从void *到int *的无效转换

Question

I have a global variable:

static int *avgg;

In main function:

avgg = mmap(NULL, sizeof *avgg, PROT_READ | PROT_WRITE, 
                MAP_SHARED | MAP_ANONYMOUS, -1, 0);

pid_t  pid, wpid;
int status;

 pid = fork();
 if (pid == 0) {
      avg(argc,argv);
      print_avg();

  }
 else{ 
     while ((wpid = wait(&status)) > 0) {

     }
 cout<<"Parent process";
     print_avg();

By using mmap Im trying to share memory between parent and child process but Im getting error:

invalid conversion from ‘void*’ to ‘int*’ [-fpermissive]
                 MAP_SHARED | MAP_ANONYMOUS, -1, 0);

Answer 1

You're trying to implicitly convert the return value of mmap , which is a void * , into an int * , and your compiler settings don't allow you to do that without an explicit cast.

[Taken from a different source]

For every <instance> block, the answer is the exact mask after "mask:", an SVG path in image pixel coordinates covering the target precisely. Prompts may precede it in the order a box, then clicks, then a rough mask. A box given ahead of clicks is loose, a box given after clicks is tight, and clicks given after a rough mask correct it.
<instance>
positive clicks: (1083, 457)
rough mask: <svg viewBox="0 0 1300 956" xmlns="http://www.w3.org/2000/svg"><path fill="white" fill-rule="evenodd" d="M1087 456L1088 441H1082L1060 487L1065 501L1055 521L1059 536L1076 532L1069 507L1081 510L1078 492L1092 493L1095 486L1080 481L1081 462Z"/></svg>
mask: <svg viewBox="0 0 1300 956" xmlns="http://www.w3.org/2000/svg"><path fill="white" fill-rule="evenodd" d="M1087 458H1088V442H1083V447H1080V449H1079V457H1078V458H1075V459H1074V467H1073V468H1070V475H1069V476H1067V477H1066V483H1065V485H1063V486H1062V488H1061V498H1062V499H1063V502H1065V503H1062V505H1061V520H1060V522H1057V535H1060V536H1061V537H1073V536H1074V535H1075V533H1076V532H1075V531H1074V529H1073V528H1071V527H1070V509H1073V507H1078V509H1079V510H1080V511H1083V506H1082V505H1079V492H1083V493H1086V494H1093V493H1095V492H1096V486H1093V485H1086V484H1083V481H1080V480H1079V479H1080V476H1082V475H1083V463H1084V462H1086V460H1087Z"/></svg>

Try avgg = (int *)mmap(NULL, sizeof *avgg, PROT_READ | PROT_WRITE, MAP_SHARED | MAP_ANONYMOUS, -1, 0);

Answer 2

The documentation clearly states that mmap returns void* , not int* .

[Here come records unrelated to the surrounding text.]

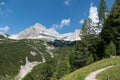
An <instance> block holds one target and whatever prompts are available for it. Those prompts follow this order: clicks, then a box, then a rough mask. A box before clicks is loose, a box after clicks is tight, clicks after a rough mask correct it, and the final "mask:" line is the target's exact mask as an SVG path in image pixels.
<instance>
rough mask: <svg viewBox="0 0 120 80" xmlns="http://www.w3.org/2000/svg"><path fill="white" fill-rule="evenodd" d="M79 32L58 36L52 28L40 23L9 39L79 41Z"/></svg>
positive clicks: (59, 34) (24, 30)
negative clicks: (45, 25) (42, 39)
mask: <svg viewBox="0 0 120 80" xmlns="http://www.w3.org/2000/svg"><path fill="white" fill-rule="evenodd" d="M79 32H80V30H76V31H75V32H73V33H66V34H60V33H58V32H57V31H56V30H55V29H54V28H46V27H45V26H43V25H42V24H40V23H36V24H35V25H33V26H30V27H29V28H27V29H25V30H23V31H22V32H20V33H19V34H17V35H11V36H10V37H9V38H10V39H40V38H46V39H50V40H56V39H58V40H66V41H75V40H80V37H79Z"/></svg>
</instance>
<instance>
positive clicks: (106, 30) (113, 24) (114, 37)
mask: <svg viewBox="0 0 120 80" xmlns="http://www.w3.org/2000/svg"><path fill="white" fill-rule="evenodd" d="M101 37H102V38H103V39H104V41H105V46H107V45H108V44H110V42H111V41H113V42H114V43H115V44H116V46H117V54H120V0H115V3H114V5H113V7H112V10H111V12H110V15H109V16H108V18H107V19H106V21H105V24H104V27H103V30H102V33H101Z"/></svg>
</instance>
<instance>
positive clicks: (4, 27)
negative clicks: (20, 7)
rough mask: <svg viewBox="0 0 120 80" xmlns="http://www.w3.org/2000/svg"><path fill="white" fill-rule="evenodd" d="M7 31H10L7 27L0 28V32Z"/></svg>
mask: <svg viewBox="0 0 120 80" xmlns="http://www.w3.org/2000/svg"><path fill="white" fill-rule="evenodd" d="M9 29H10V28H9V26H5V27H0V31H3V32H7V31H8V30H9Z"/></svg>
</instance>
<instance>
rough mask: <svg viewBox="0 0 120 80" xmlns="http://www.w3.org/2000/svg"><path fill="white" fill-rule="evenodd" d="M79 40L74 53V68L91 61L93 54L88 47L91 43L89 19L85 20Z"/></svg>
mask: <svg viewBox="0 0 120 80" xmlns="http://www.w3.org/2000/svg"><path fill="white" fill-rule="evenodd" d="M80 37H81V41H80V42H79V43H78V44H77V46H76V50H75V55H74V64H73V65H74V67H75V69H77V68H80V67H82V66H85V65H87V64H90V63H92V62H93V60H94V59H93V54H91V52H90V50H89V48H90V46H91V45H92V37H93V36H92V34H90V26H89V20H85V21H84V24H83V26H82V28H81V31H80Z"/></svg>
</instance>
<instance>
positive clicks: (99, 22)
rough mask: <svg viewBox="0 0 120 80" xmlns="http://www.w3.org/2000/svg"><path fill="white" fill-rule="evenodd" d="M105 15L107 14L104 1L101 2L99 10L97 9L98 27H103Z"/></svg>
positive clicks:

You may convert the former to the latter if you are sure that your data are compatible , but you'll need a cast to do so because no matching implicit conversion exists.

Answer 3

Hi you can fix this problem with this code segment :

 int file_descriptor = shm_open("/test_shared_memory", O_CREAT | O_RDWR, S_IRUSR | S_IWUSR);
 void *address = mmap ( NULL, size, PROT_READ | PROT_WRITE , MAP_SHARED, file_descriptor, 0);
 // For checking that the address mapped correctly or not.
 if (address == MAP_FAILED) {
    printf("Memory map failed. :(");
    return (EXIT_FAILURE);
 }

Thanks.